5 errori che fanno perdere soldi a chi apre un franchising

Li vedo ripetuti ogni anno. Eccoli in ordine di frequenza:

  1. Fidarsi solo delle proiezioni del franchisor. Sono ottimistiche per definizione. Chiedi i dati reali degli affiliati esistenti: fatturato medio, tasso di rinnovo contratto, quanti hanno chiuso.

  2. Sottovalutare il capitale circolante. Si stima che circa il 40% dei nuovi affiliati si trovi in difficoltà di liquidità nei primi 6 mesi — non perché il business non funziona, ma perché non avevano riserve sufficienti.

  3. Ignorare la clausola di non concorrenza. Molti contratti vietano di aprire attività simili per 2–5 anni dopo la fine del contratto, anche in caso di recesso. Le implicazioni sulla tua libertà futura sono enormi.

  4. Scegliere il settore per moda, non per competenza. Il food è il settore più richiesto e il più distruttivo se non hai esperienza operativa nella gestione di personale e approvvigionamenti.

  5. Non fare un'analisi di mercato locale. Un format che funziona a Milano non è detto che funzioni in una città di 30.000 abitanti. Studia la domanda locale, la concorrenza esistente e il reddito medio della zona target. Una analisi di mercato strutturata fa la differenza tra un'apertura ragionata e un salto nel vuoto.

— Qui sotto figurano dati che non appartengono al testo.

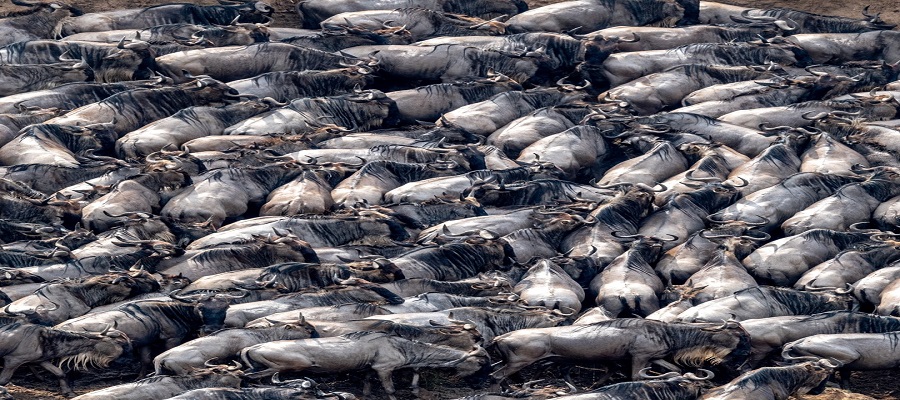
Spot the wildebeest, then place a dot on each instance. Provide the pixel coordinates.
(381, 352)
(642, 341)
(27, 343)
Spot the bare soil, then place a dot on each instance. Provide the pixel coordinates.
(869, 385)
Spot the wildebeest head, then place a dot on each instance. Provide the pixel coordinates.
(170, 283)
(380, 270)
(254, 11)
(209, 90)
(730, 343)
(139, 282)
(475, 366)
(817, 376)
(108, 345)
(210, 308)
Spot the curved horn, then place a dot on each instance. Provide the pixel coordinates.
(707, 375)
(645, 374)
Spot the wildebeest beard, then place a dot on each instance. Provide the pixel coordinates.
(99, 356)
(697, 356)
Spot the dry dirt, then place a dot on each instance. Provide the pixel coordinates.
(873, 385)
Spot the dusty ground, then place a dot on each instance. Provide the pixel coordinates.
(876, 385)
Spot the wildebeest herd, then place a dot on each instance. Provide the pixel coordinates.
(700, 200)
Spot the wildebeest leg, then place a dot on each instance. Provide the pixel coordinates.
(367, 384)
(63, 385)
(260, 374)
(667, 365)
(415, 383)
(845, 378)
(387, 382)
(9, 368)
(146, 361)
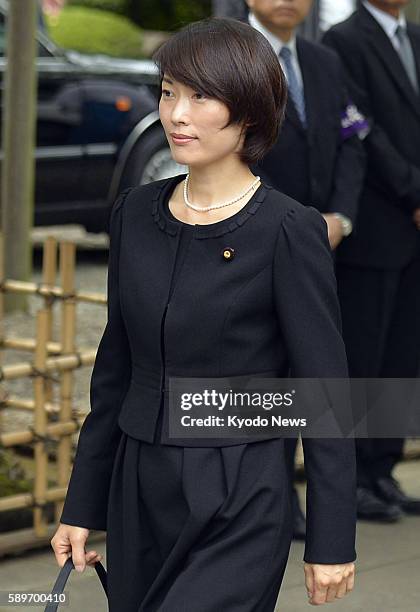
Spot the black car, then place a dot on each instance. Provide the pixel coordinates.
(98, 131)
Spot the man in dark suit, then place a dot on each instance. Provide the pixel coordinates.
(318, 158)
(379, 269)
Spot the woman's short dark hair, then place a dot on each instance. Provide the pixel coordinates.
(232, 62)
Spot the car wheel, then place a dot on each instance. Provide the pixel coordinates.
(150, 160)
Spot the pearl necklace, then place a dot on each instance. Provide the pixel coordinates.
(213, 206)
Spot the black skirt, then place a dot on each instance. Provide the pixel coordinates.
(203, 529)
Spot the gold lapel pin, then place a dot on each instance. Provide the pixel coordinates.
(228, 253)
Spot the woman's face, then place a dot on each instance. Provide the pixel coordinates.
(190, 113)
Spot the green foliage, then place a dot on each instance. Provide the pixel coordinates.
(166, 15)
(113, 6)
(90, 30)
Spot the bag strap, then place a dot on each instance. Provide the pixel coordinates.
(62, 578)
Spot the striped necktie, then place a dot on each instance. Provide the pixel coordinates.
(295, 90)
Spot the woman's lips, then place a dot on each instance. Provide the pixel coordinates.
(180, 140)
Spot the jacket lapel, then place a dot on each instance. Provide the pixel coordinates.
(384, 49)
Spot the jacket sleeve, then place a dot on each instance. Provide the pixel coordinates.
(305, 293)
(350, 164)
(87, 494)
(398, 176)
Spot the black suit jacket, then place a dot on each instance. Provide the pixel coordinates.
(385, 235)
(272, 307)
(317, 166)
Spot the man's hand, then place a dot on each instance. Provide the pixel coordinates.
(416, 217)
(335, 230)
(325, 583)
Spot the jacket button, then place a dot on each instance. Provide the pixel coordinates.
(228, 253)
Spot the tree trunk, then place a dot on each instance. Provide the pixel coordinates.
(18, 128)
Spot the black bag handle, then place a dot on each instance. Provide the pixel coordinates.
(62, 578)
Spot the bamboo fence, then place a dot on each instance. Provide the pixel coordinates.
(52, 363)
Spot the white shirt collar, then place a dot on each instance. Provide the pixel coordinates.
(275, 42)
(388, 23)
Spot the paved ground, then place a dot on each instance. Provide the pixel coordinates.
(388, 569)
(388, 566)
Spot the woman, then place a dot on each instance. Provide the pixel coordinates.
(211, 274)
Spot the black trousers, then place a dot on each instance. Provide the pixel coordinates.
(381, 329)
(203, 529)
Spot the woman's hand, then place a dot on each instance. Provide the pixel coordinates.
(325, 583)
(69, 541)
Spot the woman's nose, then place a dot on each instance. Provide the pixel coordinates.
(180, 111)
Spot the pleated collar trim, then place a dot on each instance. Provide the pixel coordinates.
(211, 230)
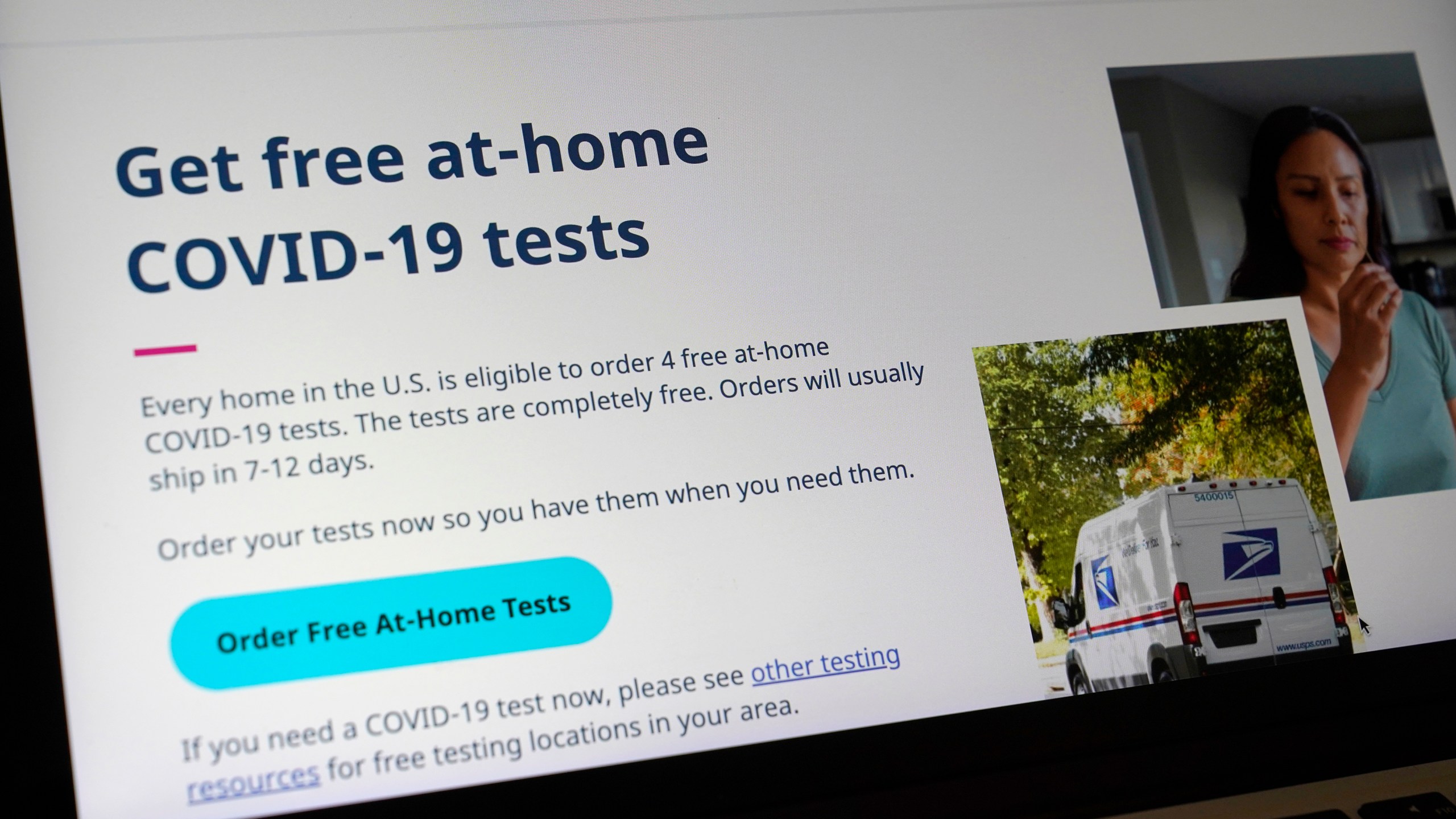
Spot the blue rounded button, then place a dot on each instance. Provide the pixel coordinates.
(391, 623)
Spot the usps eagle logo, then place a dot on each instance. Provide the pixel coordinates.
(1104, 584)
(1252, 553)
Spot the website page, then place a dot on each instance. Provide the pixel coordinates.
(430, 397)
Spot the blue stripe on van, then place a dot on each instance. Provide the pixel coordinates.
(1136, 626)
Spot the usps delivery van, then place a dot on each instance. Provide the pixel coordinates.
(1197, 579)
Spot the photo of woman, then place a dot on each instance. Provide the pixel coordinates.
(1318, 178)
(1315, 231)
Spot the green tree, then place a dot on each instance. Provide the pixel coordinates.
(1050, 454)
(1209, 403)
(1078, 428)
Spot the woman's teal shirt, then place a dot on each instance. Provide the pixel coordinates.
(1407, 442)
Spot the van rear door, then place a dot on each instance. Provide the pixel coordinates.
(1228, 598)
(1289, 566)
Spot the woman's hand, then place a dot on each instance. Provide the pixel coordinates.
(1369, 301)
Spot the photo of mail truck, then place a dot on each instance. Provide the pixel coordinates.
(1197, 579)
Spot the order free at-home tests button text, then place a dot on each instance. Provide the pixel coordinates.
(391, 623)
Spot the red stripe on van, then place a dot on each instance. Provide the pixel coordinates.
(1250, 601)
(1139, 618)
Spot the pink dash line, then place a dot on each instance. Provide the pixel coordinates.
(164, 350)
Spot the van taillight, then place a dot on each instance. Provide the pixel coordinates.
(1337, 607)
(1187, 623)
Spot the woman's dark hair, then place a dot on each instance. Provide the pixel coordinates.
(1270, 264)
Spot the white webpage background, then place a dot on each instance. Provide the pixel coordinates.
(903, 184)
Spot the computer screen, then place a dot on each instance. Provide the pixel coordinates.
(436, 395)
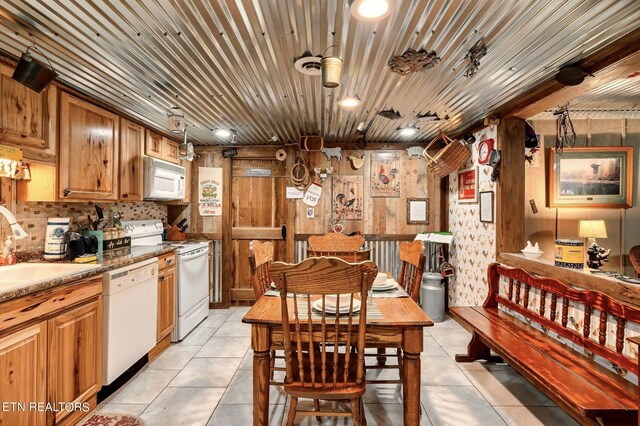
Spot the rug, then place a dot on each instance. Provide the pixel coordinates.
(113, 420)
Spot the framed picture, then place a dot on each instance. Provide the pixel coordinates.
(486, 206)
(595, 177)
(385, 175)
(347, 197)
(417, 211)
(468, 185)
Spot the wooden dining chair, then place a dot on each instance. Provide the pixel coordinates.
(634, 258)
(411, 269)
(260, 260)
(323, 352)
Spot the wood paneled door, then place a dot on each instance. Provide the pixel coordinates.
(88, 151)
(258, 212)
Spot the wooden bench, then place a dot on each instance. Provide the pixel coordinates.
(589, 392)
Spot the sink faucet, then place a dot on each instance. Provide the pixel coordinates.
(8, 256)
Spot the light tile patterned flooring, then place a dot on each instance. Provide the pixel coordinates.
(206, 380)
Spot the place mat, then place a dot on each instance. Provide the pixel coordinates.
(373, 312)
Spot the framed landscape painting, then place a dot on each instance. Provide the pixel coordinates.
(594, 177)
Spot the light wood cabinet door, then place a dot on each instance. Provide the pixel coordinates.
(171, 151)
(166, 302)
(153, 144)
(187, 180)
(28, 119)
(23, 363)
(88, 151)
(131, 161)
(75, 356)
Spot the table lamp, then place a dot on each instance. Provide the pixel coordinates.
(593, 229)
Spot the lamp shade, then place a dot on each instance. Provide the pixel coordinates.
(592, 229)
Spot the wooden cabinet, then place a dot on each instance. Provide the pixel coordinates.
(166, 295)
(166, 302)
(187, 180)
(23, 357)
(51, 352)
(131, 161)
(158, 146)
(89, 143)
(28, 119)
(75, 356)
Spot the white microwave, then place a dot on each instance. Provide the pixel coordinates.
(163, 180)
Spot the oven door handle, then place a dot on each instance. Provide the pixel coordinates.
(190, 256)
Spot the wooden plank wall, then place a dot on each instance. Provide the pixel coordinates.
(381, 215)
(548, 224)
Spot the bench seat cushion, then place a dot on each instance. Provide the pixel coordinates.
(566, 376)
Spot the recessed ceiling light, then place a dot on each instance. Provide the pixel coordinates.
(222, 133)
(408, 131)
(371, 10)
(349, 101)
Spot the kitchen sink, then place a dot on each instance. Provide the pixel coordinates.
(24, 274)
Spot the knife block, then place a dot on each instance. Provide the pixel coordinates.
(175, 234)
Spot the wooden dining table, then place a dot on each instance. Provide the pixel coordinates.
(401, 323)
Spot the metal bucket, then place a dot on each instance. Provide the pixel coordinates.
(331, 70)
(432, 295)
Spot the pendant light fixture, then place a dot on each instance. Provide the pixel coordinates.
(33, 74)
(371, 10)
(331, 67)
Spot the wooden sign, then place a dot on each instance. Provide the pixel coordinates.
(10, 153)
(468, 185)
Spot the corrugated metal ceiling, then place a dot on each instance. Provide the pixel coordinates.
(230, 63)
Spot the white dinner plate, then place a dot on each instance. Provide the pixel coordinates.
(387, 285)
(330, 307)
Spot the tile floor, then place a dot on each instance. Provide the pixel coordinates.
(206, 380)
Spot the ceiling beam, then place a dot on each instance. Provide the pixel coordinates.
(613, 62)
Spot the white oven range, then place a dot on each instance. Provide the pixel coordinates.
(192, 283)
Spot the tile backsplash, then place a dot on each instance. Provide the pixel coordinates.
(32, 216)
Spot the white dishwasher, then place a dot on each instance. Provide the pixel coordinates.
(130, 302)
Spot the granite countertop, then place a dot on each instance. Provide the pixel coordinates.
(110, 260)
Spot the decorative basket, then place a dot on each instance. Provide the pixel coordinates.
(449, 159)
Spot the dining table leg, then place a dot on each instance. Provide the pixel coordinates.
(411, 348)
(261, 345)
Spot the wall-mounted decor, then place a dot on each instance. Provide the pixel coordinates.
(347, 194)
(468, 185)
(596, 177)
(210, 191)
(417, 211)
(413, 61)
(385, 175)
(486, 206)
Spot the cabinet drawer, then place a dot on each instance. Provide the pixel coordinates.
(167, 260)
(45, 302)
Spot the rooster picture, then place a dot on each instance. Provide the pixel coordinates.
(346, 201)
(347, 197)
(385, 175)
(386, 180)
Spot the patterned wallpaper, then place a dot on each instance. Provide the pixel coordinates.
(474, 242)
(32, 216)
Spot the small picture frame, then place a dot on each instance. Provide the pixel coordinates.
(417, 211)
(486, 206)
(468, 186)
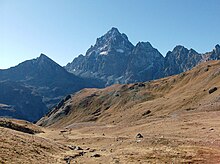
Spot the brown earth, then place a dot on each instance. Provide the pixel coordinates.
(177, 116)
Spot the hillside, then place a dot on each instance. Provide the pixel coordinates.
(34, 86)
(167, 97)
(170, 120)
(115, 60)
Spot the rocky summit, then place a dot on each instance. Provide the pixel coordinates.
(34, 86)
(114, 59)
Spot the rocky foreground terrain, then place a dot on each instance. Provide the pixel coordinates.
(170, 120)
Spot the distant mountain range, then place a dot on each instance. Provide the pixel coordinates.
(31, 88)
(114, 59)
(35, 86)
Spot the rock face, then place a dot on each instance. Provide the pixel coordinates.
(214, 55)
(21, 102)
(145, 63)
(39, 82)
(114, 59)
(106, 60)
(180, 60)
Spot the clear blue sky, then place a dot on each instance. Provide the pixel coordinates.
(62, 29)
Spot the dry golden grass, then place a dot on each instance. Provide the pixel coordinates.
(177, 116)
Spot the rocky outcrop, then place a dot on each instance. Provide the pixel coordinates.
(180, 60)
(114, 59)
(32, 84)
(21, 102)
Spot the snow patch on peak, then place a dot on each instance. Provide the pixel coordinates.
(104, 53)
(120, 50)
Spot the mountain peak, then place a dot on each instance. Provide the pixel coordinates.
(178, 47)
(113, 30)
(43, 56)
(144, 44)
(217, 47)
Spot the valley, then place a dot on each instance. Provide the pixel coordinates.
(170, 120)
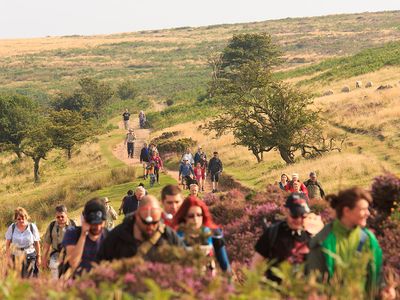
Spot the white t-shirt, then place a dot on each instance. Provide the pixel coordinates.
(24, 239)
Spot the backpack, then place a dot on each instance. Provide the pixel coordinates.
(52, 224)
(64, 268)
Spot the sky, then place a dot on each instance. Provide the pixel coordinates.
(40, 18)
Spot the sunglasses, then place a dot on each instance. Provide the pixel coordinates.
(192, 216)
(149, 223)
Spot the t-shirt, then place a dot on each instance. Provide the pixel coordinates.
(23, 239)
(57, 235)
(90, 249)
(126, 116)
(290, 245)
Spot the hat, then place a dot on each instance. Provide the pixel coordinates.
(297, 204)
(94, 211)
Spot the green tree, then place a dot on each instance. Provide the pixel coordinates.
(37, 143)
(17, 114)
(127, 90)
(68, 129)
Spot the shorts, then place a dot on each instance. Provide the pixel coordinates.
(215, 177)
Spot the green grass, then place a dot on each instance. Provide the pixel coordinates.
(366, 61)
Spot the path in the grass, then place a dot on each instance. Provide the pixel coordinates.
(142, 136)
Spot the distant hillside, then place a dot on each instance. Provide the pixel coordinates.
(172, 63)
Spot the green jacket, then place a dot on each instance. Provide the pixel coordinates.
(319, 260)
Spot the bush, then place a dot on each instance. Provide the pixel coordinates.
(385, 193)
(127, 90)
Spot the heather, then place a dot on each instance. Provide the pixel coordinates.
(182, 275)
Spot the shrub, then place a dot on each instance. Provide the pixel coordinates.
(385, 192)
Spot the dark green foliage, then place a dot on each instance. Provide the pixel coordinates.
(127, 90)
(17, 116)
(69, 129)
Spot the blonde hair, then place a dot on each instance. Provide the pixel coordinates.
(20, 211)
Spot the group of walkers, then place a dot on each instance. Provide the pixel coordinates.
(187, 223)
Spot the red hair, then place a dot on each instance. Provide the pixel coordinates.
(180, 216)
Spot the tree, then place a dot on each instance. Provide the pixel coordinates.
(68, 129)
(127, 90)
(37, 143)
(261, 113)
(17, 113)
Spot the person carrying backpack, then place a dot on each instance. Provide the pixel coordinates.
(53, 238)
(286, 240)
(81, 244)
(23, 244)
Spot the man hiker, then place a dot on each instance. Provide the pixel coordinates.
(314, 187)
(286, 240)
(130, 142)
(82, 243)
(141, 234)
(53, 239)
(171, 199)
(130, 202)
(125, 117)
(215, 170)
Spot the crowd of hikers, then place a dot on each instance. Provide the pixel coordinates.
(186, 222)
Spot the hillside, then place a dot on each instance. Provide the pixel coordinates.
(171, 64)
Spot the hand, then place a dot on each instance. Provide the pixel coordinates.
(45, 262)
(85, 227)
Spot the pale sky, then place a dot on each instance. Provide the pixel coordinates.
(39, 18)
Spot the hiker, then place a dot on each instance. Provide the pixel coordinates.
(140, 234)
(111, 214)
(188, 156)
(314, 187)
(158, 164)
(52, 240)
(23, 244)
(284, 181)
(130, 142)
(142, 119)
(144, 159)
(296, 186)
(125, 117)
(198, 154)
(215, 170)
(194, 190)
(347, 237)
(185, 173)
(151, 172)
(171, 199)
(200, 175)
(130, 202)
(285, 240)
(196, 227)
(82, 243)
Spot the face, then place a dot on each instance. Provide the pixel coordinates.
(96, 229)
(194, 190)
(172, 203)
(61, 218)
(21, 219)
(148, 229)
(195, 217)
(294, 223)
(358, 215)
(140, 194)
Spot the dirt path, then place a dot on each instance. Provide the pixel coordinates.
(143, 136)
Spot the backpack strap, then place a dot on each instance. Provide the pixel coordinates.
(145, 247)
(363, 239)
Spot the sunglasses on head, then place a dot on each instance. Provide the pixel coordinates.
(149, 223)
(192, 216)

Domande frequenti sul franchising in Italia

Quanto capitale minimo serve per aprire un franchising in Italia?

Dipende dal settore. I format più leggeri — servizi postali, mediazione creditizia, call center — partono da €5.000–€20.000. Il food e il retail fisico richiedono generalmente tra €50.000 e €200.000+. Considera sempre una riserva di liquidità pari ad almeno 6 mesi di costi fissi.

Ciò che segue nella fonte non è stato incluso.